«Un sia pur rapido sguardo all'itinerario della civiltà
mi fa sentire una Cassandra»
(Emil Cioran, Sillogismi dell'amarezza, 1952)
«Senza “persuasione” sia le parole di verità, sia quelle di giustizia, sia quelle di inganno non hanno efficacia. Cassandra è profetessa veritiera (alethómantis), e perciò si distingue da quegli indovini che cercano di ingannare seguendo i sentieri tortuosi dell'astuzia (skolat apàtai), ma per aver tradito un giuramento, Apollo l’ha privata del potere della persuasione (peithó) ed ora le sue parole sono inefficaci e, come dice il coro, non più degne di fede»
(Umberto Galimberti, Gli equivoci dell'anima, 1987)
Figlia di Priamo e di Ecuba, amata da Apollo, ottenne il dono della profezia, ma per non aver corrisposto al suo amore fu condannata a non essere creduta.
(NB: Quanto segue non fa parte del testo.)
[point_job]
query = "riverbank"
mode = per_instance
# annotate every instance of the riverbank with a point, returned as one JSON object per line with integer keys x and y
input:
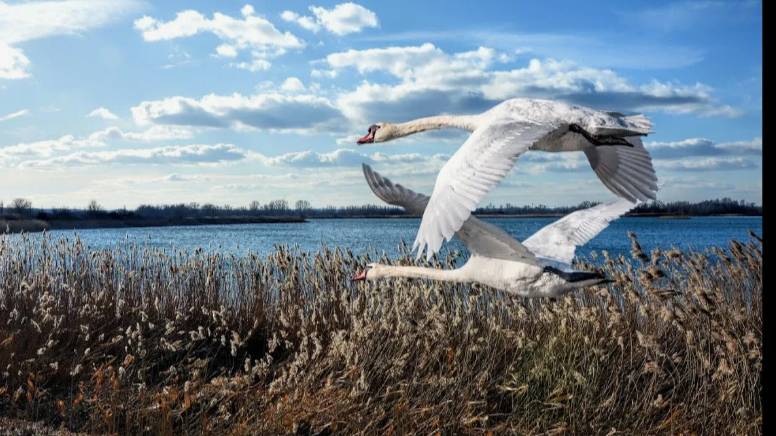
{"x": 38, "y": 225}
{"x": 136, "y": 341}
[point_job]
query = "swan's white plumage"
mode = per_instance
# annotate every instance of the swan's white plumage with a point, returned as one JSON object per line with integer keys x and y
{"x": 480, "y": 238}
{"x": 497, "y": 259}
{"x": 502, "y": 133}
{"x": 626, "y": 171}
{"x": 475, "y": 169}
{"x": 558, "y": 241}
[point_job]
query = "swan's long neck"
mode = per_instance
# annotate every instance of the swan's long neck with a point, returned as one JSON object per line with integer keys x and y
{"x": 416, "y": 272}
{"x": 466, "y": 122}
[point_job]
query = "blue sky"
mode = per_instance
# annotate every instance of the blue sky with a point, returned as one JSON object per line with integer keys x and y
{"x": 130, "y": 102}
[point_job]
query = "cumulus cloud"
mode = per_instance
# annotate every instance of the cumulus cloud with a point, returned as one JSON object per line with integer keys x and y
{"x": 17, "y": 154}
{"x": 292, "y": 84}
{"x": 694, "y": 147}
{"x": 342, "y": 19}
{"x": 20, "y": 22}
{"x": 270, "y": 111}
{"x": 306, "y": 22}
{"x": 196, "y": 154}
{"x": 13, "y": 115}
{"x": 430, "y": 79}
{"x": 13, "y": 62}
{"x": 707, "y": 164}
{"x": 251, "y": 33}
{"x": 343, "y": 157}
{"x": 103, "y": 113}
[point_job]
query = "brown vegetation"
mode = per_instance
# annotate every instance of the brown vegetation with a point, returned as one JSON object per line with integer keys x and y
{"x": 138, "y": 341}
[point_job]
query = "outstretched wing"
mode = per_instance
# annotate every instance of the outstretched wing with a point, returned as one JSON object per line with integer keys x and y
{"x": 473, "y": 171}
{"x": 480, "y": 238}
{"x": 558, "y": 241}
{"x": 626, "y": 171}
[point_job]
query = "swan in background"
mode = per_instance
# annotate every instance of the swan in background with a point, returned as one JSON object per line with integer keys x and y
{"x": 539, "y": 267}
{"x": 501, "y": 134}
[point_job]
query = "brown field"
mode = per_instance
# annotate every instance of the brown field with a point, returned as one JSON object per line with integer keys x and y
{"x": 137, "y": 341}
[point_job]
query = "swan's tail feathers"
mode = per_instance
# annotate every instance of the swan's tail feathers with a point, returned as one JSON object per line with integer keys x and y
{"x": 581, "y": 278}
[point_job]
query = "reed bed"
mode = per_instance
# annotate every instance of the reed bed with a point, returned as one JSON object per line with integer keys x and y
{"x": 134, "y": 340}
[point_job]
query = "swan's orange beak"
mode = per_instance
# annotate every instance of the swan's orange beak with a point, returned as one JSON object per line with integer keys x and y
{"x": 366, "y": 139}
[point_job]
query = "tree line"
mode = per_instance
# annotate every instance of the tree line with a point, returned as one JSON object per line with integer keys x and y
{"x": 21, "y": 208}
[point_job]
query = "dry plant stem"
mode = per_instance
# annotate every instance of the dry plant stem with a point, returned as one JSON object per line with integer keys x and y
{"x": 135, "y": 340}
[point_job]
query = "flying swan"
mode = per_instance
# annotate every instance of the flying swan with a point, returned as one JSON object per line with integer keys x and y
{"x": 611, "y": 141}
{"x": 539, "y": 267}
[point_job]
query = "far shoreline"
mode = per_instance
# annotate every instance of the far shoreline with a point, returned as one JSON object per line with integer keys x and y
{"x": 37, "y": 225}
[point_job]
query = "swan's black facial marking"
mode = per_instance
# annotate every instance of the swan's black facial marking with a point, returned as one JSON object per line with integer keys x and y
{"x": 599, "y": 140}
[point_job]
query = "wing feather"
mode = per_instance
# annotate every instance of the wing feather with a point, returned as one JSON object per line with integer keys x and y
{"x": 475, "y": 169}
{"x": 626, "y": 171}
{"x": 480, "y": 238}
{"x": 558, "y": 241}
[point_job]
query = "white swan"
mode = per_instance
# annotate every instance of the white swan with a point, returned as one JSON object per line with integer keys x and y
{"x": 539, "y": 267}
{"x": 501, "y": 134}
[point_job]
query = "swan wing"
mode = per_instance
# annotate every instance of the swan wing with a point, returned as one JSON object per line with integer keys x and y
{"x": 626, "y": 171}
{"x": 558, "y": 241}
{"x": 479, "y": 237}
{"x": 475, "y": 169}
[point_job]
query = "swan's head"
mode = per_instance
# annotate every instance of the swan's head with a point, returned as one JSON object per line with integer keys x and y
{"x": 380, "y": 132}
{"x": 373, "y": 271}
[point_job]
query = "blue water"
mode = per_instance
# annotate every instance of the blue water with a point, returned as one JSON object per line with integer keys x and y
{"x": 384, "y": 235}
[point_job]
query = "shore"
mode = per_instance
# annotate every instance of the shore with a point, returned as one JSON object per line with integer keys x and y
{"x": 37, "y": 225}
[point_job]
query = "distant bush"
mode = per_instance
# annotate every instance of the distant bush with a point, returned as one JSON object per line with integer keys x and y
{"x": 128, "y": 341}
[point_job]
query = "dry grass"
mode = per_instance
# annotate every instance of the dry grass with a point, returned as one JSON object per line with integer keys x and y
{"x": 138, "y": 341}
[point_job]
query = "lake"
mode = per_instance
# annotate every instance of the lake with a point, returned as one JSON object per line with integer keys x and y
{"x": 361, "y": 235}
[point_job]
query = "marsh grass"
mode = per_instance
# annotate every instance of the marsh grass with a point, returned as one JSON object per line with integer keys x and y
{"x": 133, "y": 340}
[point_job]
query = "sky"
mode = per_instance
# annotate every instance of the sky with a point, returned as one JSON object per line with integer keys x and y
{"x": 131, "y": 102}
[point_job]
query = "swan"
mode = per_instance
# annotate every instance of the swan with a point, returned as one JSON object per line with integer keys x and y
{"x": 539, "y": 267}
{"x": 610, "y": 140}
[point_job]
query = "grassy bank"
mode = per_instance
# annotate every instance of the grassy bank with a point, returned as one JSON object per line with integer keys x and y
{"x": 132, "y": 341}
{"x": 39, "y": 225}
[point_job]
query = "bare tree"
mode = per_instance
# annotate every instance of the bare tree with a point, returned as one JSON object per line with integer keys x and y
{"x": 93, "y": 208}
{"x": 22, "y": 206}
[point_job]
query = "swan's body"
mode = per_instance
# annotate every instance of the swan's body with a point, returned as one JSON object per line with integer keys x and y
{"x": 500, "y": 135}
{"x": 540, "y": 267}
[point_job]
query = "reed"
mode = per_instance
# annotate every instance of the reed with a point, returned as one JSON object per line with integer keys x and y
{"x": 135, "y": 340}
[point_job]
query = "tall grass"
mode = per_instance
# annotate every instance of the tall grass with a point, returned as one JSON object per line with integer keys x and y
{"x": 132, "y": 340}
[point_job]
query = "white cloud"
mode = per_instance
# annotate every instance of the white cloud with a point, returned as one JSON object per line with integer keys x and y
{"x": 343, "y": 157}
{"x": 292, "y": 84}
{"x": 430, "y": 79}
{"x": 152, "y": 134}
{"x": 251, "y": 33}
{"x": 707, "y": 164}
{"x": 13, "y": 62}
{"x": 196, "y": 154}
{"x": 103, "y": 113}
{"x": 17, "y": 154}
{"x": 20, "y": 22}
{"x": 267, "y": 111}
{"x": 226, "y": 51}
{"x": 343, "y": 19}
{"x": 13, "y": 115}
{"x": 304, "y": 21}
{"x": 256, "y": 64}
{"x": 694, "y": 147}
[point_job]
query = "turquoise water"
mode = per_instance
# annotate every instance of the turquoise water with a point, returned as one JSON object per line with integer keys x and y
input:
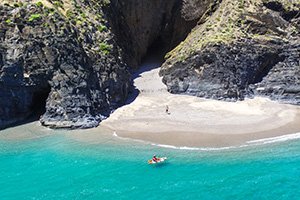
{"x": 58, "y": 167}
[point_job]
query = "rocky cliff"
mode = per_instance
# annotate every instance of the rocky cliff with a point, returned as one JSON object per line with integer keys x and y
{"x": 70, "y": 60}
{"x": 241, "y": 49}
{"x": 65, "y": 57}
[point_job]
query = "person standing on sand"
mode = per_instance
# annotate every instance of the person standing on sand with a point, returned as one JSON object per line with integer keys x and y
{"x": 167, "y": 109}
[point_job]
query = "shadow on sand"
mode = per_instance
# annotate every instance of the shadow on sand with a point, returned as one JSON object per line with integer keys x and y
{"x": 151, "y": 61}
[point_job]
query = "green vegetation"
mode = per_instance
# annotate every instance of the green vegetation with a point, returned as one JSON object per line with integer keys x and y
{"x": 104, "y": 48}
{"x": 34, "y": 17}
{"x": 231, "y": 21}
{"x": 102, "y": 28}
{"x": 39, "y": 4}
{"x": 8, "y": 21}
{"x": 58, "y": 4}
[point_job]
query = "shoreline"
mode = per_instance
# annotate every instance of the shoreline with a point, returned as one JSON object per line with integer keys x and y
{"x": 190, "y": 121}
{"x": 197, "y": 122}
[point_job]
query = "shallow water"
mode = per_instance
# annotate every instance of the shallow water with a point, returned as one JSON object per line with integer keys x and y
{"x": 57, "y": 166}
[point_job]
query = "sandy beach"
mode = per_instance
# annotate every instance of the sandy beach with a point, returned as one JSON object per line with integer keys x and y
{"x": 192, "y": 121}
Profetessa di sventura, in quanto predisposta a prevedere eventi nefasti, fa la sua prima comparsa nell’Iliade, ma diviene celebre dopo la sua apparizione nella tragedia di Eschilo: “Agamennone”, e in quella di Euripide: “Troiane”.
Adesso, in questo testo bellissimo, iconico, asciutto, poetico, tormentato, di Ruggero Cappuccio, nuovamente ci implora di crederle, perché è troppo tardi. Figlia del re di Troia, annuncia la morte, la distruzione, l’inganno, la guerra. Ma nessuno le crede.
Ci appare in un velo nero, gonfia nel suo vestito luttuoso, il corpo sommerso in un quadro funebre e cupo, solo il volto luminoso di donna, ma con voce tenebrosa di uomo, l’uomo che la piega al suo volere, al suo Stato, al suo ordine morale. Parla ferma, fissa nel vuoto, e racconta della sua sventura, e mentre parla si trasforma in voce femminile. Voce di donna, come quella di Neda (Neda che significa “voce”).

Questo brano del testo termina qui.